Question

In the radiation emitted by a black body, the ratio of the spectral densities at frequencies \( 2\nu \) and \( \nu \) will vary with \( \nu \) as:

• A. \( \left[ e^{h\nu / k_B T} - 1 \right]^{-1} \)
• B. \( \left[ e^{h\nu / k_B T} + 1 \right]^{-1} \)
• C. \( \left[ e^{h\nu / k_B T} - 1 \right] \)
• D. \( \left[ e^{h\nu / k_B T} + 1 \right] \)

Hint:

For black body radiation, the ratio of the spectral densities at different frequencies can be found by applying Planck's law and using the exponential dependence of the intensity.

Answer 1

The Correct Option is A

Step 1: Understanding black body radiation.
The spectral density of radiation emitted by a black body is governed by Planck's law.
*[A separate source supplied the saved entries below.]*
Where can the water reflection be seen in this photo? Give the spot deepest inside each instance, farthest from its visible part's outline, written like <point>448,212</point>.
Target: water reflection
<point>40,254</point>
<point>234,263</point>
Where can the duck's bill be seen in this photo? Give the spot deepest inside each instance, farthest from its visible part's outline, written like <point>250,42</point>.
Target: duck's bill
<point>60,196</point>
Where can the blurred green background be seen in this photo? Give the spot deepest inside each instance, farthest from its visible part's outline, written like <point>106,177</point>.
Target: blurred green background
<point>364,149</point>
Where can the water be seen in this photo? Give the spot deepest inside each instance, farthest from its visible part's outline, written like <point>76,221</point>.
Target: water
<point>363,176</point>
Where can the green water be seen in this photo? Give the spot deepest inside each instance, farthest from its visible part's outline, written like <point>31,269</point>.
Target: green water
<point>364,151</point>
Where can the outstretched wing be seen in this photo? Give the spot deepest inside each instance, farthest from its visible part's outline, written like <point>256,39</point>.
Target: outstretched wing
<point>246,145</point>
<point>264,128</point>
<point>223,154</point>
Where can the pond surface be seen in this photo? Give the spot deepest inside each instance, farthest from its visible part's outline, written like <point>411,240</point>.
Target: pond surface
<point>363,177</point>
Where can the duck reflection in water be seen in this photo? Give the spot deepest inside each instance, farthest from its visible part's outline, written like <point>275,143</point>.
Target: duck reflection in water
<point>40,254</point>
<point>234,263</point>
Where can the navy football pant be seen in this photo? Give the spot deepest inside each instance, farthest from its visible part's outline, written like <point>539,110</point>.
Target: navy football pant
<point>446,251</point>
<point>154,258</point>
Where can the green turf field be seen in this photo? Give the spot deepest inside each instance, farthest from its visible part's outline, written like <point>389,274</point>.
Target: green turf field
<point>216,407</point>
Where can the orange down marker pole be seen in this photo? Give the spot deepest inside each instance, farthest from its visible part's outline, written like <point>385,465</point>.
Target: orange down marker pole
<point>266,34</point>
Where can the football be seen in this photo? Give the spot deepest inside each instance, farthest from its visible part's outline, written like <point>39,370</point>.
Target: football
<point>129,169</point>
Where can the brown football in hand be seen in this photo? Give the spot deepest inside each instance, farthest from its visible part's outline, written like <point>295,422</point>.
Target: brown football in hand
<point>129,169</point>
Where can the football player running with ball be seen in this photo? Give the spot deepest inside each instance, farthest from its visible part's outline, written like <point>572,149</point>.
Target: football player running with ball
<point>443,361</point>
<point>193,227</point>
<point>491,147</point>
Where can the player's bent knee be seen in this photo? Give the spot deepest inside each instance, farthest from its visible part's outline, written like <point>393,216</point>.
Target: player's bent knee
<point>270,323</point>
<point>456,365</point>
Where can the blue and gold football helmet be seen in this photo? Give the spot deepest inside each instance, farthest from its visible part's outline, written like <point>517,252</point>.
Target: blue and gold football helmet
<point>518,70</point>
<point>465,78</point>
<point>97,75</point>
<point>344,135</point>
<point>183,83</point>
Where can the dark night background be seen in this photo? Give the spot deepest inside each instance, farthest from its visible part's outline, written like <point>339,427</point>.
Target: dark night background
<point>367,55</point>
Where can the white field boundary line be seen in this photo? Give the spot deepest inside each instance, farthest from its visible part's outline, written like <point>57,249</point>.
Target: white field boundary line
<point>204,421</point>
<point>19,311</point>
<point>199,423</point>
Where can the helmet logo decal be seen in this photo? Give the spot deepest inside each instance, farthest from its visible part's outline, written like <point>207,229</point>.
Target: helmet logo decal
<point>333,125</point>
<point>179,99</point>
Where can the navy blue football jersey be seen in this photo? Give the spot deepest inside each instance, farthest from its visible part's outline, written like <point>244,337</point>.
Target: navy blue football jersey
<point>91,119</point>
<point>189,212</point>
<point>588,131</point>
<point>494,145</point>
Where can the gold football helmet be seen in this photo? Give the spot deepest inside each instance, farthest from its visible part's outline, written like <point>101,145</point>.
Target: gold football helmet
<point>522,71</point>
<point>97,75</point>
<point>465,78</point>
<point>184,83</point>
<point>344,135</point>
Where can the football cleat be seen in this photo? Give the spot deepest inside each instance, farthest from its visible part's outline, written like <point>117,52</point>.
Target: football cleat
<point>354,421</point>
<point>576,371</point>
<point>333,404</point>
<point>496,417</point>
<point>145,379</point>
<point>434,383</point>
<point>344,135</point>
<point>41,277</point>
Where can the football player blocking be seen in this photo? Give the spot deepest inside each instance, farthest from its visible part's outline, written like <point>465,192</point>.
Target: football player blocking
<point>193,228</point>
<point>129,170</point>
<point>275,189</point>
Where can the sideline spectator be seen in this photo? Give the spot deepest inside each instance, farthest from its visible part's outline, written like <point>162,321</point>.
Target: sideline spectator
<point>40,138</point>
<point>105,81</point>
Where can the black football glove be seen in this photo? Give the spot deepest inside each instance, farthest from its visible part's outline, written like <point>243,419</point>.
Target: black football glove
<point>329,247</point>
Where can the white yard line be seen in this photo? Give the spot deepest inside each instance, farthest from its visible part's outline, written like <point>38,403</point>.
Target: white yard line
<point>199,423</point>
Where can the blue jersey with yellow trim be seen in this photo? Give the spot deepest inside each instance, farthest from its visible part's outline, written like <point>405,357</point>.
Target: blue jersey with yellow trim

The ratio of the spectral densities at frequencies \( 2\nu \) and \( \nu \) follows the form \( \frac{B(2\nu)}{B(\nu)} \), where \( B(\nu) \) is the Planck radiation formula. The ratio depends on the exponential terms in the denominator, leading to the form \( \left[ e^{h\nu / k_B T} - 1 \right]^{-1} \).
Step 2: Conclusion.
Thus, the correct answer is option (A).